Samedi 6 février, Corbeil-Essonnes.
Lancry - Camper SVV. Cabinet Turquin.
Vers 1730, Robe volante en lampas fond gros de Tours jaune citron broché de soie verte, filé et frisé métalliques argent étincelant, à décor stylisé de grenades, corbeille de fleurs et d’un kiosque d’inspiration chinoise, inscrits entre les courbes et contre-courbes de feuilles dentelées recourbées.
Frais compris :173 600 €.
Élégance rococo
On affirme souvent que l’élégance a connu son âge d’or en France au XVIIIe siècle. Il suffit de contempler cette robe volante, à plis Watteau, pour s’en persuader. C’était le clou de la vente du 4 février à Lyon, où elle fut fermement bataillée entre collectionneurs privés et institutions. Estimée autour de 10 000 €, elle finissait sa course folle à 140 000 €, préemptée par le musée Galliera à Paris, dont elle constituera bientôt un des fleurons. Confectionnée au début du règne de Louis XV, elle établit un nouveau record pour un vêtement ancien, prouvant, s’il le fallait encore, que les vestiges des modes passées accèdent à un véritable statut d’objet d’art.

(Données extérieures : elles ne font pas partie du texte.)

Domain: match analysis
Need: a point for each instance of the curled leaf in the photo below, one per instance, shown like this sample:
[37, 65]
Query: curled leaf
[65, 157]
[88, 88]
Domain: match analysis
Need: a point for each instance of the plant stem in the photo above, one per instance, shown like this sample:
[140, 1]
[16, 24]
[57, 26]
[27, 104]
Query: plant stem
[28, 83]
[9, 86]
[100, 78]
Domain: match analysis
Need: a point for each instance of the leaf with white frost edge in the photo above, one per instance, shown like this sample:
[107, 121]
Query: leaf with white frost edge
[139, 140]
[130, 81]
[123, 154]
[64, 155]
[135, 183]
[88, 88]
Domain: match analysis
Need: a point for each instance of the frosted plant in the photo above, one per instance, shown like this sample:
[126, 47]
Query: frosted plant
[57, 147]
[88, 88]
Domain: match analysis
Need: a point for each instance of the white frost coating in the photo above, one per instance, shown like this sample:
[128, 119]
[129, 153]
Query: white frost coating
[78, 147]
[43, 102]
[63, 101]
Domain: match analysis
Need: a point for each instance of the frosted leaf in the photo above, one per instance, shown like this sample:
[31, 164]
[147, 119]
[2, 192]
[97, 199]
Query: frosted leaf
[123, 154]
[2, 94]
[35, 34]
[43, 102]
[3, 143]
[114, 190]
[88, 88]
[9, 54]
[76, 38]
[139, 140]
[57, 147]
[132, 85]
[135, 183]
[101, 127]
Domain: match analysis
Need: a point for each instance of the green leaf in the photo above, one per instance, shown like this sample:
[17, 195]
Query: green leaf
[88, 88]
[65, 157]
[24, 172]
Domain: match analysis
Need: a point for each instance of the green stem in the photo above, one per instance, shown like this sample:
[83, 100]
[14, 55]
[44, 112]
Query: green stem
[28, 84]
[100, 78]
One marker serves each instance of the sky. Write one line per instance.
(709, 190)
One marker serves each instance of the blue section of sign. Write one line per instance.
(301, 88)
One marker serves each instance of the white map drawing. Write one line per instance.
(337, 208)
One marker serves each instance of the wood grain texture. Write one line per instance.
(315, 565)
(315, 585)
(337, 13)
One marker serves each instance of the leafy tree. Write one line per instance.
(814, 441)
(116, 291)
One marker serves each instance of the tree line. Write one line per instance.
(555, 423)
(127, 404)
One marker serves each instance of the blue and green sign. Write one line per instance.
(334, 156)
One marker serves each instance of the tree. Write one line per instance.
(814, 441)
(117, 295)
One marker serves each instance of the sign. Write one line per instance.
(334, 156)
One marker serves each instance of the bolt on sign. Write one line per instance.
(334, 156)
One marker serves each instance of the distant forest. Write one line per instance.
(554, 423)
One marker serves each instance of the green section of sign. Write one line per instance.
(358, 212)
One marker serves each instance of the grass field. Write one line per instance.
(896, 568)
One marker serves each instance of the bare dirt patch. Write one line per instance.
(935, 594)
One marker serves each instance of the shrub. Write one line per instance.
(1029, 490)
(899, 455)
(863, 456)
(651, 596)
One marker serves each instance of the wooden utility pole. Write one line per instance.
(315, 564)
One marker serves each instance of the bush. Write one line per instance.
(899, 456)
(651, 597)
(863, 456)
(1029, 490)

Et que, désormais, la côte des costumes du XVIIIe rattrape les meilleures enchères recueillies par les créations des grands couturiers du XXe siècle. Mais restons à l’époque des Lumières, et rappelons, à titre de comparaison, qu’une charmante robe-redingote réalisée vers 1787 (voir Gazette n° 6, 2015, p. 42), avait déjà inscrit un exceptionnel résultat de 90 000 € au marteau, le 4 février 2015 (Drouot-Richelieu, Thierry de Maigret SVV). Il est vrai que, plus ancienne de cinquante ans, la pièce applaudie à Lyon ce jeudi, se distinguait par un état de conservation des plus étonnants et une grande fraîcheur de ton. Le lampas jaune citron, peut-être italien, affichait même une certaine excentricité, qui n’est pas rare à l’époque rococo, avec ses motifs de grenades, de kiosques et de corbeilles, brochés de soie verte et de fil d’argent. Enfin, provenant directement des descendants de celle qui la porta jadis, Françoise de la Chaize d’Aix, épouse de l’ambassadeur du Bien-Aimé à Venise, notre robe affichait un pedigree impeccable !
Lyon, Jeudi 4 février.
De Baecque SVV. M. Maraval-Hutin.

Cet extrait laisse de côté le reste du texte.